I have an old Montgomery Ward (Powr-Kraft) radial arm saw. I'm in need of a replacement trigger switch. Does anyone know where I might find Powr-Kraft parts or a switch that might work? Or, any other solution?

Thanks,
Rocky


----------



## cabinetman (Jul 5, 2007)

Check this website. It lists alternate manufacturers for Powr-Kraft. You may find a current supplier of parts.


----------



## Rocky RR (Feb 5, 2008)

Thanks, I'll give it a try.


----------



## gustbendurango (May 13, 2009)

*Radial arm saw part -replacement trigger switch*

Rocky,
I have the same Powr Kraft radial arm saw and need a replacement trigger switch or a fix for a cracked plastic case on the switch. did you have any luck or does anyone have a suggestion?


----------



## iowaboy.17 (Jun 22, 2009)

PowrKraft TPC-2610C Aux. spindle wanted. My inst book says "Router adapter #84-2613 is needed to mount router bits". Anybody have onr, or know a source I can contact? Thanks in advance. tom in Vt.


----------



## Rocky RR (Feb 5, 2008)

iowaboy.17 said:


> PowrKraft TPC-2610C Aux. spindle wanted. My inst book says "Router adapter #84-2613 is needed to mount router bits". Anybody have onr, or know a source I can contact? Thanks in advance. tom in Vt.




Is this what you're looking for? If so, I have one from my saw that I am willing to sell.


----------



## iowaboy.17 (Jun 22, 2009)

*powr kraft spindle*

Rocky: Thanks for the reply. As best I can tell from the catalog reprint, that does look like what I need. The part number is different (I need part #84-2613) but if your collet will threal on a 15/32" diameter shaft with 20 threads per inch, I'll buy it. You can call me at 802-355-1366 with a price, or I suppose you can post it here.
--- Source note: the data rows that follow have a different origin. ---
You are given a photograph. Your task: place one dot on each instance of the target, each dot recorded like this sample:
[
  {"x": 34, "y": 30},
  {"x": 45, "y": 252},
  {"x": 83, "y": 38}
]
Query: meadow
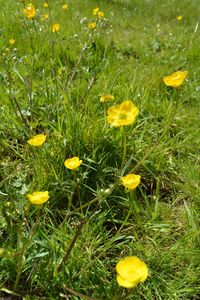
[{"x": 87, "y": 98}]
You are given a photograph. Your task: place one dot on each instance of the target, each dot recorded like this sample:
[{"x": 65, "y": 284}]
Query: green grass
[{"x": 51, "y": 84}]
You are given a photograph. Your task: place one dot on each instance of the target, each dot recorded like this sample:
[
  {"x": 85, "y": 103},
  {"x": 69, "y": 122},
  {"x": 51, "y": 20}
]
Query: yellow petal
[
  {"x": 37, "y": 140},
  {"x": 72, "y": 163},
  {"x": 38, "y": 198},
  {"x": 132, "y": 269},
  {"x": 131, "y": 181}
]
BTW, I think you were looking for a replacement trigger switch at one time, and I know ToolKraft in Springfield, Mass. has them. 413-737-7331 if you want to check. tom


----------



## iowaboy.17 (Jun 22, 2009)

*radial arm saw spindle*

Hey Rocky: Give me a call. 802-355-1366. I'd sure like to get that spindle adapter. tom


----------